Hello everyone,
I am doing my project on topological phase transitions.
As a physics student, this topic can be useful for my research. Phase transitions due to symmetry breaking seem intuitive but not the topological ones for me. I would like to understand the realisations of this in the solid state like topological insulators or integer quantum hall effect.
This topic also fascinates me for its application in quantum computing. These states I guess has extra stability because ‘small perturbations’ won’t change the topological invariants, whatever they are!. This is important one main problem in this field to find a physical system where more qubits can be implemented without decohering.

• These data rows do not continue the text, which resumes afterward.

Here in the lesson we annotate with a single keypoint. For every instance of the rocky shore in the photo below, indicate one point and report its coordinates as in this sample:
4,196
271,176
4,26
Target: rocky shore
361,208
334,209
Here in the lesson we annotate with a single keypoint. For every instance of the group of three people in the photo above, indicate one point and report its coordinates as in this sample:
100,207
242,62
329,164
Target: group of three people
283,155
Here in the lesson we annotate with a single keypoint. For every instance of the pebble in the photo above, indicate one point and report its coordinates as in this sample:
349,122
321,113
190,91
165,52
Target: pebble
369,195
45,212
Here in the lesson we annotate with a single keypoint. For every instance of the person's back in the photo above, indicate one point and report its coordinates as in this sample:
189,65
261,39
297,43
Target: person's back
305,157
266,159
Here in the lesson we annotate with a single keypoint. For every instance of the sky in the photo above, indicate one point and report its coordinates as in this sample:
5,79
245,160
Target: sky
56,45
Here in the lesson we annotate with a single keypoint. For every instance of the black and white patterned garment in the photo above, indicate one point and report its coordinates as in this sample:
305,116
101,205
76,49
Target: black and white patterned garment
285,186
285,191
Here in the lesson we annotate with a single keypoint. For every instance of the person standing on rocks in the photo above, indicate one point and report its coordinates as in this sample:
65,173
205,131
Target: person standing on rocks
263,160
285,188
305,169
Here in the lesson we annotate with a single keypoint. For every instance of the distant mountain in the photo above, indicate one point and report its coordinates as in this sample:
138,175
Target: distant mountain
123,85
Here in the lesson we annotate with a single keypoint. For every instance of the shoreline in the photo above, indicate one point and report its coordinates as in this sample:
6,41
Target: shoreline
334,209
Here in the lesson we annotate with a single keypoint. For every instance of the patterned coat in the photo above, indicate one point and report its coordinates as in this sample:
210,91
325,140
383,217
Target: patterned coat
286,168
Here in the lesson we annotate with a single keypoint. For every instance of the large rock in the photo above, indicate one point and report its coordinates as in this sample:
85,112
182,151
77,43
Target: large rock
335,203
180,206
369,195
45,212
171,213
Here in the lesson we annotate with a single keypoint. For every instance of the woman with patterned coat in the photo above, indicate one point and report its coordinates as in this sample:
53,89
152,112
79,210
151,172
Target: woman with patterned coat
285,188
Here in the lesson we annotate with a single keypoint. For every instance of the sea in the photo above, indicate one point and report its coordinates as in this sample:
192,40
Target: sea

I have not decided what research questions can be explored. If time permits I might be looking to what class of topological phases are possible or how can I use a particular topological state for implementing a quantum circuit.
Nick
February 19, 2018 — 22:53
I’m very unfamiliar with how topological phase transitions play a role in a condensed matter context. I’m really interested to know more about topological insulators. I had no idea topological phase transition were involved in integer quantum hall! Have you thought about also looking into fractional quantum hall or does it not apply there?
rsazdan
February 19, 2018 — 22:00
Speaking about qubits:) there is a lot about quantum knots https://inst.eecs.berkeley.edu/~cs191/fa09/presentations/topological.pdf but also this article by Abramsky https://arxiv.org/abs/0910.2737 and others…http://www.nature.com/scientificamerican/journal/v294/n4/box/scientificamerican0406-56_BX3.html
Brent
February 19, 2018 — 21:42
It seems to me like you could come at topological phase transitions from a number of angles. You could look at what physical characteristics you would expect from on i.e. how do you know one has occur, you could look at strategies for creating systems where this phase transitions occur, or focus on applications of of topological phase transitions. I hear about topological insulators all the time, but I don’t understand them. I hope you can you demystifying them for me if you go that route.
gljohns3
February 19, 2018 — 21:07
I’d like to know what you find out about topological invariants in qubits! I didn’t think a single electron spin state could be that interesting, but it is. You can actually represent a qubit via polarization states from E&M, which is kinda cool… I’m trying to get something more to say, but I’m not even sure how the phase of some material could be topological. I could see some being vector fields. Anyways, I’m looking forward to hearing about it.